The fraternity also came to her defence, describing Malonson as "a perfect embodiment of the ideals and precepts of the Miss Black University of Texas scholarship pageant."


Malson's win, the fraternity notes, was thanks to the community service portion of her presentation, which she intends to implement after graduation.

"Rachel introduced a program to help diversify journalism through mediums seldom explored by African-Americans," they wrote.
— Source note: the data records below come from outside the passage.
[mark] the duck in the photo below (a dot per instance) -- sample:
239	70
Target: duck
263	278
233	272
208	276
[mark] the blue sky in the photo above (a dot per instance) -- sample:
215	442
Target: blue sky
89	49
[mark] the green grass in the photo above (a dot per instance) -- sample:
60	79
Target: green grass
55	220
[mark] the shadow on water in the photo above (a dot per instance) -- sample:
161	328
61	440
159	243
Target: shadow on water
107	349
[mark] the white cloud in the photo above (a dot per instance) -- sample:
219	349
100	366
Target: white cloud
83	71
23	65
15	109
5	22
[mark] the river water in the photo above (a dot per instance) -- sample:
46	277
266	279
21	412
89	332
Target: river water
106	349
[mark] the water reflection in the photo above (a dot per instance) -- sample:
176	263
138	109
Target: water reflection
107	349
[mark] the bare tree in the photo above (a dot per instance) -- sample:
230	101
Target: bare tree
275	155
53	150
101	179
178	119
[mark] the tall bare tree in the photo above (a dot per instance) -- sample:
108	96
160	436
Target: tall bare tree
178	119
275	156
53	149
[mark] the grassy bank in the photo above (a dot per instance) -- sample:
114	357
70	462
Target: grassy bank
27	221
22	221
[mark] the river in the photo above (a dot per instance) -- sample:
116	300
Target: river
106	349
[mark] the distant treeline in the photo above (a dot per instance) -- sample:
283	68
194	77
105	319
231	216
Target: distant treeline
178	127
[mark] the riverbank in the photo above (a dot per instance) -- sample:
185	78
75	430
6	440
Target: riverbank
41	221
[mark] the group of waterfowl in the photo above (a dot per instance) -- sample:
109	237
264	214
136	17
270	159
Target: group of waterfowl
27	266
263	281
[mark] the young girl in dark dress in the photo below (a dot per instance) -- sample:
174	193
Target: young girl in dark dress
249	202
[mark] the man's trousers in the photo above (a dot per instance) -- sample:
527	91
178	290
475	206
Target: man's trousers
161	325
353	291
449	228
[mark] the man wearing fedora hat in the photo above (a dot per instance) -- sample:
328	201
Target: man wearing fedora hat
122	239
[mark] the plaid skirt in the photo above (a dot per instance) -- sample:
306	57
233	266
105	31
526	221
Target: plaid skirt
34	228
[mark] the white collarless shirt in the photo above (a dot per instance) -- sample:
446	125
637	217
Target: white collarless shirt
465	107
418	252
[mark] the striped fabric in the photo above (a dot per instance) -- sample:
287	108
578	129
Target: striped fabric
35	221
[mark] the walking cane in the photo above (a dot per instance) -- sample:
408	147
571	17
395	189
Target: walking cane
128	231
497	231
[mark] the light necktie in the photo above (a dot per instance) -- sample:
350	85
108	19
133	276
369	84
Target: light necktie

"The unfortunate reality is that her victory has been overshadowed by a constant barrage of negative commentary regarding her racial background. It is ironic that the very industry Rachel seeks to help reform has served as a source of legitimacy for the fringe elements who use social media to spew hate."

"It is ironic that the very industry Rachel seeks to help reform has served as a source of legitimacy for the fringe elements who use social media to spew hate."

As for the naysayers, Malonson is hopeful that through this experience, they can start to see blackness through a different lens.

"I hope their eyes can be opened to know that we come in all different shades and don't have to look a certain way to be black," she later explained to Cosmo. "I am humbly honoured to have already been able to impact people all around the world by standing up for who I am as a biracial black woman."